I currently have Caleb Carr’s well-received book The Lessons of Terror checked out from the library in both print and audio formats, so I can give this text the attention that it deserves. I hesitate to comment before making my way entirely through it once, but I am struck by the way Carr repeats received treatments of certain historical events, and his readiness to say that terror never succeeds without considering the crucial question of what exactly is to be called terror and what exactly constitutes success. For example, Carr writes of the settlement of World War I that, “Germany would be so brutalized by the terms of the peace that it would seek violent redress as soon as it was able” (p. 167). While this is the commonly accepted estimate of the Treaty of Versailles, the fascinating book Paris 1919: Six Months that Changed the World argues against this, and I think makes the case convincingly. Carr also seems to accept the South’s account of Sherman’s March to the Sea, though Sherman’s own account, while readily admitting to a devastation of infrastructure, comes nowhere near admitting acts of terrorism as the term is usually understood. It can’t even be compared to Germany’s occupation of Belgium during World War I, with the Germany policy of reprisals against civilians that was pursued at the time. Carr also has a throw-away line on Roman “overall decadence” (p. 29) without bothering to explain what he means by this. Some are tolerant of history that plays to our facile assumptions; I would much rather have a history that challenges my assumptions. As for what constitutes the “success” of a campaign of terror, the philosophy of history demonstrates to us that new outcomes of contemporary history are always revising our interpretation of earlier historical events.

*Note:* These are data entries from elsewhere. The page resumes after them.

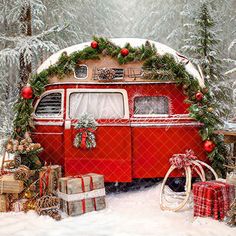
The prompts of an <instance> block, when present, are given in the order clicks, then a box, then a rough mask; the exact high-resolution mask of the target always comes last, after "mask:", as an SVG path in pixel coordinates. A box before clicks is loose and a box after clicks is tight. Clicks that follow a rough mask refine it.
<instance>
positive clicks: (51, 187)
mask: <svg viewBox="0 0 236 236" xmlns="http://www.w3.org/2000/svg"><path fill="white" fill-rule="evenodd" d="M59 178H61V166H59V165H51V166H44V167H42V169H41V170H40V172H39V188H40V196H43V195H45V194H51V193H53V194H55V193H56V192H57V189H58V181H59Z"/></svg>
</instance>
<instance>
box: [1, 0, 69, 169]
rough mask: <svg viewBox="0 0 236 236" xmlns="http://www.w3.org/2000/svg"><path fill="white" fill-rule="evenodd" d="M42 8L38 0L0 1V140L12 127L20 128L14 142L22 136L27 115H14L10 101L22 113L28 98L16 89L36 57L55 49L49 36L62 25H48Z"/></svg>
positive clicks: (12, 104)
mask: <svg viewBox="0 0 236 236" xmlns="http://www.w3.org/2000/svg"><path fill="white" fill-rule="evenodd" d="M46 10H47V9H46V7H45V5H44V4H43V1H42V0H24V1H22V0H3V1H2V2H1V3H0V15H1V17H0V27H1V29H3V30H2V32H1V33H0V42H1V43H0V71H1V74H0V76H1V83H0V98H1V102H0V108H1V110H0V112H1V114H0V127H1V128H0V132H1V137H0V138H1V139H3V138H5V137H6V136H9V134H12V133H13V134H14V133H15V129H14V130H12V127H18V128H17V129H21V132H20V133H19V136H17V138H18V139H19V140H18V141H20V140H21V139H22V138H24V134H25V132H26V131H28V130H25V129H24V127H25V126H27V122H25V120H28V117H22V114H18V113H17V114H16V115H14V112H13V104H15V105H14V107H15V108H16V107H19V106H20V107H24V110H25V111H26V114H27V111H28V110H29V109H32V105H31V102H30V101H27V100H25V99H18V100H17V98H18V94H19V91H20V89H21V88H22V87H23V86H24V85H26V83H27V82H28V81H29V79H30V78H31V74H32V73H33V72H35V71H36V68H37V66H38V61H39V58H40V56H41V55H42V54H44V53H51V52H54V51H56V50H58V49H59V47H58V45H57V44H56V43H55V42H54V40H53V36H54V35H55V34H57V33H60V32H61V31H62V30H63V29H64V28H65V27H64V25H61V26H60V25H57V26H51V27H50V28H48V27H47V25H46V24H44V21H43V20H42V19H41V18H42V16H43V14H45V12H46ZM16 100H17V102H16ZM13 120H14V126H13ZM13 136H14V135H13ZM14 138H16V137H15V136H14ZM28 159H29V160H31V162H32V163H31V164H30V166H31V167H32V166H34V168H37V167H38V166H39V161H38V158H37V156H36V155H34V156H33V155H31V156H29V158H28Z"/></svg>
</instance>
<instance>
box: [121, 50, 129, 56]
mask: <svg viewBox="0 0 236 236" xmlns="http://www.w3.org/2000/svg"><path fill="white" fill-rule="evenodd" d="M120 54H121V55H122V56H123V57H126V56H128V55H129V49H127V48H122V49H121V50H120Z"/></svg>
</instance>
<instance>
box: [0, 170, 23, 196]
mask: <svg viewBox="0 0 236 236" xmlns="http://www.w3.org/2000/svg"><path fill="white" fill-rule="evenodd" d="M23 190H24V182H23V181H21V180H15V178H14V174H13V173H12V174H5V175H2V176H0V194H3V193H21V192H22V191H23Z"/></svg>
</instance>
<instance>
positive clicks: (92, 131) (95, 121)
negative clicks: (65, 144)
mask: <svg viewBox="0 0 236 236" xmlns="http://www.w3.org/2000/svg"><path fill="white" fill-rule="evenodd" d="M97 125H98V123H97V122H96V121H95V119H94V118H93V116H92V115H89V114H83V115H82V116H81V117H79V121H78V123H77V124H76V125H75V129H78V131H79V133H78V134H76V135H75V138H74V142H73V144H74V146H75V147H77V148H82V149H86V148H87V149H91V148H95V147H96V145H97V144H96V137H95V134H94V132H95V130H96V129H97Z"/></svg>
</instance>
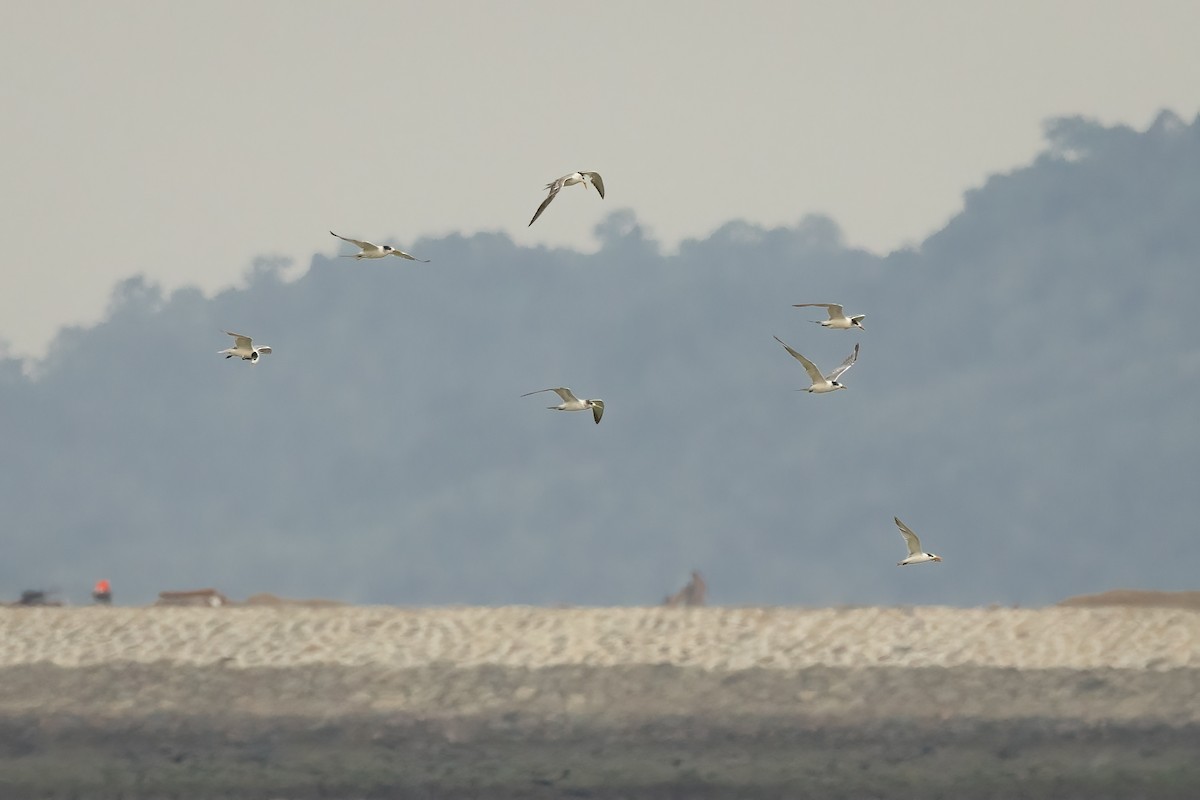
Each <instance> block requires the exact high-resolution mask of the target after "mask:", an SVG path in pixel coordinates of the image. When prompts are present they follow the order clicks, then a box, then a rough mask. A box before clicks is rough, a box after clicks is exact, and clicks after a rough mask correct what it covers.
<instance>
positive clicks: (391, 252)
mask: <svg viewBox="0 0 1200 800" xmlns="http://www.w3.org/2000/svg"><path fill="white" fill-rule="evenodd" d="M329 233H330V234H332V235H335V236H337V237H338V239H341V240H342V241H348V242H350V243H352V245H358V246H359V251H360V252H358V253H354V254H349V255H340V257H338V258H385V257H388V255H397V257H400V258H407V259H408V260H409V261H420V263H421V264H428V263H430V259H427V258H416V257H415V255H409V254H408V253H406V252H404V251H402V249H396V248H395V247H392V246H391V245H373V243H371V242H368V241H359V240H358V239H348V237H347V236H340V235H337V234H335V233H334V231H332V230H330V231H329Z"/></svg>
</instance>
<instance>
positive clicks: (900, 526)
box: [892, 517, 942, 566]
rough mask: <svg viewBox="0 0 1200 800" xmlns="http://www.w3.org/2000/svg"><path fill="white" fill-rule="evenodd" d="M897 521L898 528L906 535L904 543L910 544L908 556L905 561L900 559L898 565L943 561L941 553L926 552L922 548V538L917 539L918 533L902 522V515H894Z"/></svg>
mask: <svg viewBox="0 0 1200 800" xmlns="http://www.w3.org/2000/svg"><path fill="white" fill-rule="evenodd" d="M892 518H893V519H895V521H896V528H899V529H900V535H901V536H904V543H905V545H907V546H908V558H906V559H905V560H904V561H899V563H898V564H896V566H908V565H910V564H923V563H925V561H941V560H942V557H941V555H935V554H934V553H926V552H925V551H923V549H920V540H919V539H917V534H914V533H912V530H911V529H910V528H908V525H906V524H904V523H902V522H900V517H892Z"/></svg>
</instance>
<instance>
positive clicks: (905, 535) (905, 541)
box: [892, 517, 922, 555]
mask: <svg viewBox="0 0 1200 800" xmlns="http://www.w3.org/2000/svg"><path fill="white" fill-rule="evenodd" d="M892 518H893V519H895V523H896V528H899V529H900V535H901V536H904V543H905V545H907V546H908V555H916V554H917V553H920V552H922V551H920V540H919V539H917V534H914V533H912V529H911V528H908V525H906V524H904V523H902V522H900V517H892Z"/></svg>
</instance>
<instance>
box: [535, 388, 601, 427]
mask: <svg viewBox="0 0 1200 800" xmlns="http://www.w3.org/2000/svg"><path fill="white" fill-rule="evenodd" d="M542 392H554V393H556V395H558V396H559V397H562V398H563V402H562V403H559V404H558V405H547V407H546V408H550V409H553V410H556V411H586V410H588V409H592V416H593V419H595V421H596V425H600V417H601V416H604V401H602V399H582V401H581V399H580V398H578V397H576V396H575V395H574V393H572V392H571V390H570V389H568V387H566V386H559V387H558V389H539V390H538V391H535V392H526V393H524V395H522V396H521V397H529V395H540V393H542Z"/></svg>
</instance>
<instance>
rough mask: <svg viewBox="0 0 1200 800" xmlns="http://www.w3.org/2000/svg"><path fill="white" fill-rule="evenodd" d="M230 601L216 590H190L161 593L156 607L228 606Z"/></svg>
mask: <svg viewBox="0 0 1200 800" xmlns="http://www.w3.org/2000/svg"><path fill="white" fill-rule="evenodd" d="M228 604H229V599H228V597H226V596H224V595H222V594H221V593H220V591H217V590H216V589H190V590H187V591H160V593H158V600H157V601H156V602H155V606H209V607H211V608H217V607H220V606H228Z"/></svg>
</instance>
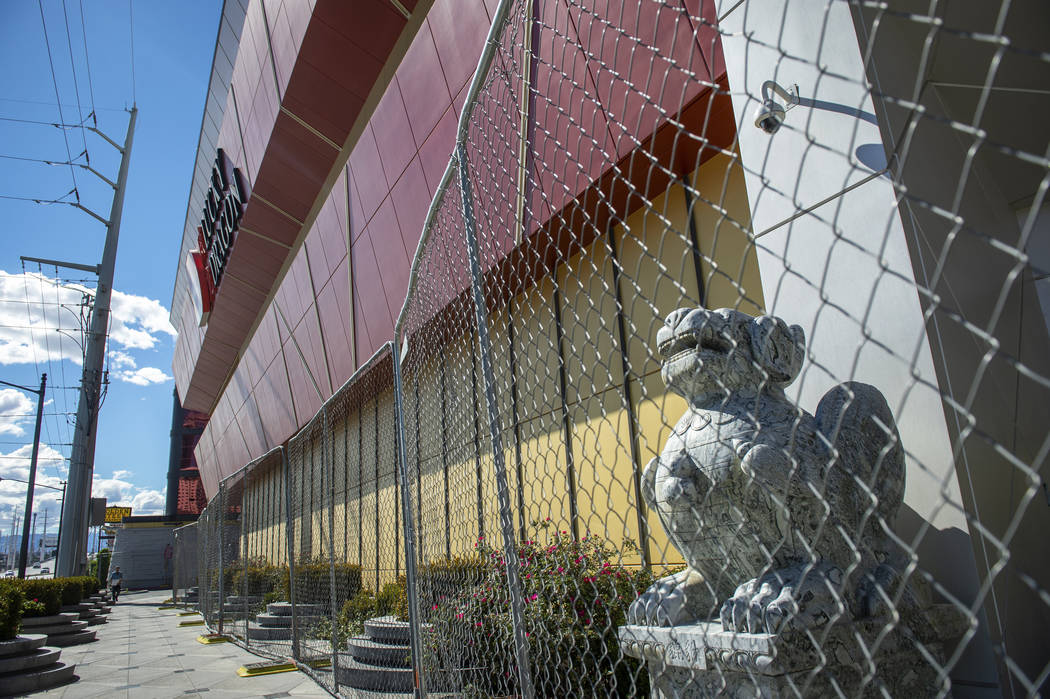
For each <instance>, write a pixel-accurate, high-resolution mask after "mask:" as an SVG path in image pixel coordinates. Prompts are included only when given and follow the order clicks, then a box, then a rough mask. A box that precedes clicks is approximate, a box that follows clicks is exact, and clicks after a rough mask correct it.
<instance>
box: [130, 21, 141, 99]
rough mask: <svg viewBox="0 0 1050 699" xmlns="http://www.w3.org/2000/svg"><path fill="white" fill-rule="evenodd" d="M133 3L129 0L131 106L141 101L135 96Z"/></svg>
mask: <svg viewBox="0 0 1050 699" xmlns="http://www.w3.org/2000/svg"><path fill="white" fill-rule="evenodd" d="M133 4H134V3H133V0H128V24H129V26H130V31H129V33H128V34H129V35H130V37H131V106H134V105H137V104H138V103H139V100H138V98H137V97H135V87H134V82H135V81H134V9H133V8H132V6H133Z"/></svg>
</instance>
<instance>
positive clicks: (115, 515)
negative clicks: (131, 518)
mask: <svg viewBox="0 0 1050 699" xmlns="http://www.w3.org/2000/svg"><path fill="white" fill-rule="evenodd" d="M129 516H131V508H130V507H107V508H106V522H107V523H117V524H120V523H121V522H122V521H123V520H124V517H129Z"/></svg>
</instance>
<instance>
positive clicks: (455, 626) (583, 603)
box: [420, 524, 653, 697]
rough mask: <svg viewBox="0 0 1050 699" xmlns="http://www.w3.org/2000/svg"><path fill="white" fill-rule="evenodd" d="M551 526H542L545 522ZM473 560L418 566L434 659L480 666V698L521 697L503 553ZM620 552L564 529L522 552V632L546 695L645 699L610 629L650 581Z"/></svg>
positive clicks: (639, 669)
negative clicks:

For an example of how later developments shape revised perceptions of historical success, the CIA-sponsored coup against Mossadeq in Iran was considered a “success” until the Iranian revolution of 1979 showed how the Shah’s “terror” (were the Shah’s secret police “terrorists”, or were they legitimately pursuing “terrorists”?) inspired elements in Iranian society to overturn that “success” and install a government more hostile to US interests than ever before (also, by the way, creating the vanguard of revolutionary Islam). Thus in the ancient world, it was thought necessary to call no man happy until he had died (the subject of many ancient legends, and an indication of the wisdom achieved by the Classical world). Similarly, we can account no civilization as “successful” until it has come to its natural end (in which case its “success” must not include its continuing historical viability). More generally, we must count no action and its consequences a success until the historical context of which it is a part has come to its natural end. This latter formulation is a less exacting and universal than the immediately previous formulation in terms of civilizations, but it is of much greater complexity and cannot be counted a practical guide to action (even in terms of historical illustration) without significant expansion, elucidation, and clarification (and of this, more at some later date).